Tuesday, November 2, 2010

Totally Cuckoo

Cuckoos are a bird family I can quite identify with - they leave the child raising up to more competent parents. Here in New Zealand we are lucky enough to have two rather interesting species - both of which have a taste for travel.



Koekoeā, the Long Tailed Cuckoo
Despite the great discrepancy in size, the Koekoea likes to use yellowheads, whiteheads and brown creepers as its foster parents. It is such a large bird, that for some time it was speculated that there was no way it could lay the eggs directly into the tiny nests. One early naturalist reported that it laid the egg on the ground and carries them to the nest in its beak. However, I have no found any further information to support that claim. However it is that the egg gets into the nest, it is a noted fact that the cuckoo egg hatches faster than the host birds. Upon hatching, the naked, blind chick then pushes out the other eggs. Even if they remained, by the time they did hatch the parasitic chick would be so big and fat and bold that no smaller chick could stand a chance of competing against him and would quickly starve. Cuckoo behaviour and their calls is entirely innate - a juvenile cuckoo never sees its mother and never would have the opportunity to learn. They are insectivorous but occasionally predate on lizards and small birds as well as fruits and berries. During winter they take a holiday to the tropics, dispersing through the archipelago of islands in the Pacific Ocean.
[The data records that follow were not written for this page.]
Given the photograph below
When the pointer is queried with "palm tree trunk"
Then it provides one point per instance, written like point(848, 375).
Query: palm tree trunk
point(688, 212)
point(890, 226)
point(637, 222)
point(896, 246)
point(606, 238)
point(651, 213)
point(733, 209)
Pipiwharauroa, the Shining Cuckoo
The shining cuckoo generally chooses the grey warbler to foster its young. Because these birds spend the winter months in the Soloman Islands, they return to New Zealand relatively late - given the fast-breeding warblers a chance to raise their first brood before foisting their loud and rambunctious chicks upon the tiny host birds. Because the warblers make dangling nests, with only a tiny opening, once again it is difficult to imagine how the adult cuckoo might lay directly into this. In this case there is photographic evidence of an adult bird carrying aloft an egg to insert it. The shining cuckoo is also an insectivore, and its migration dependent on insect numbers.